Austria. Il primo rimpatrio verso Kabul: ordine pubblico o corto circuito europeo?

Notizie Geopolitiche, 23 ottobre 2025, di Giuseppe Gagliano
Dopo la Germania, Vienna ha deportato un cittadino afghano condannato per reati gravi: è la prima volta dal ritorno dei Talebani nel 2021. Il cancelliere Christian Stocker rivendica “tolleranza zero” e annuncia altri casi. Il segnale è chiaro: l’esecutivo vuole riappropriarsi dell’agenda sulla sicurezza, sottraendo terreno all’estrema destra dell’FPO. Ma il messaggio travalica i confini austriaci: in gioco ci sono precedenti legali, linee comuni UE e rapporti pragmatici con Kabul.
Il principio di non respingimento impone di non rimandare persone verso Paesi dove rischiano persecuzioni o trattamenti inumani. L’Afghanistan talebano resta ad alto rischio, dicono ONG e Nazioni Unite. Vienna risponde che si tratta di condannati per reati e quindi “non più titolari del diritto a restare”. La frattura sta qui: sicurezza vs garanzie fondamentali. Il riferimento tedesco – contatti tecnici con le autorità de facto per facilitare i voli e la gestione documentale – apre un fronte delicatissimo: per riprendere i rimpatri si legittima, di fatto, un’interlocuzione con chi non si riconosce. Un ossimoro diplomatico che molti governi sono pronti a tollerare pur di mostrare fermezza.
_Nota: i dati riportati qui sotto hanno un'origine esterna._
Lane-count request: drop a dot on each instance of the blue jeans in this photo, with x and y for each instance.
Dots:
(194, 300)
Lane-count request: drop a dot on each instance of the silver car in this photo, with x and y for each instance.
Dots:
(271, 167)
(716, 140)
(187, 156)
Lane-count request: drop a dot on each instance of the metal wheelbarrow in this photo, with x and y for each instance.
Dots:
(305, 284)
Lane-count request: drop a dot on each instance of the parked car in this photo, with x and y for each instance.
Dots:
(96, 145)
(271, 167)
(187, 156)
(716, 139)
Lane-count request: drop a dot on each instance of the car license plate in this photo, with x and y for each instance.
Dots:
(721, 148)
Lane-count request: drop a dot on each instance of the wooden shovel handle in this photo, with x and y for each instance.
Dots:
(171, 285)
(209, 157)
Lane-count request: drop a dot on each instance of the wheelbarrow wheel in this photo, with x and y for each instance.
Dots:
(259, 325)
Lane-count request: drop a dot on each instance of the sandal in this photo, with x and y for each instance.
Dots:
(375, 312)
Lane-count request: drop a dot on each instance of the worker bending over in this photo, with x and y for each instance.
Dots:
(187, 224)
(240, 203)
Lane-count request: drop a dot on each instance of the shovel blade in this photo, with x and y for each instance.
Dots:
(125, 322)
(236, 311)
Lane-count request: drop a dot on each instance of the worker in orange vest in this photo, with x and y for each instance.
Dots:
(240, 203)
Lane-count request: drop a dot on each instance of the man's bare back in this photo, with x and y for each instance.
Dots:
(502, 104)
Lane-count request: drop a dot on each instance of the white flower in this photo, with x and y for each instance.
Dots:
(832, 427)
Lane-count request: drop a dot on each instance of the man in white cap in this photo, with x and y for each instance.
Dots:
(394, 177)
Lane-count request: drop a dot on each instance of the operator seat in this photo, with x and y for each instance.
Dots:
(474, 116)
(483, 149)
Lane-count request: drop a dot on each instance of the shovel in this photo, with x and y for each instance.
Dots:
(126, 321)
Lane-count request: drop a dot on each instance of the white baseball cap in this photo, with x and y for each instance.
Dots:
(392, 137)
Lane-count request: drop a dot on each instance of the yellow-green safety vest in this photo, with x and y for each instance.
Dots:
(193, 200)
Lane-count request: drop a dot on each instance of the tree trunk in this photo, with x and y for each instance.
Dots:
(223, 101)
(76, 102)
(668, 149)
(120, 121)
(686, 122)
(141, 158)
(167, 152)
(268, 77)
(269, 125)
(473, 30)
Sul piano interno, la mossa serve a congelare la narrativa dell’FPO: “solo noi sappiamo essere duri”. Il governo OVP punta a dimostrare che la macchina statale può espellere chi ha commesso reati, riducendo la pressione mediatica su crimini a forte impatto emotivo. È deterrenza amministrativa: rendere credibile la minaccia di rimpatrio per alzare il costo dell’irregolarità. Ma la deterrenza, per funzionare, ha bisogno di volumi, non di simboli: se i casi restano pochi, l’effetto politico si sgonfia; se aumentano, cresce il rischio di contenziosi e di contraccolpi reputazionali.
Diciannove ministri dell’Interno hanno sollecitato Bruxelles a consentire rimpatri volontari o forzati verso l’Afghanistan. La Germania ha già riaperto il canale con voli per condannati, mediati inizialmente dal Qatar e poi con contatti diretti; Belgio e Austria guardano a Berlino come modello. Si profila una “coalizione dei rimpatri” dentro l’UE, con il rischio di una spaccatura politica fra Stati che privilegiano la sicurezza e Stati che difendono rigidamente il non-refoulement. Se il blocco “securitario” cresce, la Commissione dovrà scegliere se codificare prassi già in corso (normalizzando i contatti con Kabul) o se frenare, accettando lo scontro con diversi governi.
I Talebani possono capitalizzare l’apertura europea per ottenere riconoscimento implicito, accesso consolare e leve negoziali (visti, liste di deportati, cooperazione di polizia). In cambio, promettono collaborazione sui rimpatri e sulla sicurezza. È una moneta politica spendibile anche sul mercato regionale: più canali con l’Europa significano più legittimità con attori mediorientali e asiatici. Sul piano geoeconomico, la gestione dei flussi e dei documenti (biometrie, archivi consolari) è un asset: chi controlla i dati controlla le persone. Qui si addensano i maggiori timori dei difensori dei diritti.
Due criticità emergono. Primo: filtrare davvero solo i condannati senza trascinare nel meccanismo persone vulnerabili o richiedenti protezione con posizioni non ancora definite. Secondo: blindare il ciclo informativo. L’ingresso di funzionari talebani nelle sedi consolari europee solleva il tema dell’accesso a dati sensibili di diaspora e dissidenti. Qualsiasi fuga informativa può tradursi in ritorsioni familiari in Afghanistan. Senza un perimetro cibernetico e archivistico robusto, il danno reputazionale per i governi europei è dietro l’angolo.
Nel breve periodo Vienna incassa un dividendo politico: fermezza, controllo, “caso pilota”. Nel medio, l’Austria sarà giudicata sulla capacità di:
sostenere operativamente i rimpatri senza violare il non-refoulement,
coordinarsi in modo coerente con partner UE per evitare forum shopping dei casi,
reggere la pressione giudiziaria e mediatica qualora emergano abusi o errori.
Se la prassi si consolida, cambierà la postura europea sull’Afghanistan: meno tabù diplomatici, più condizionalità tecniche. È la realpolitik dei confini difficili: si parla con chi c’è, non con chi si vorrebbe. Ma ogni passo va pesato: l’equilibrio fra sicurezza e diritti non ammette scorciatoie.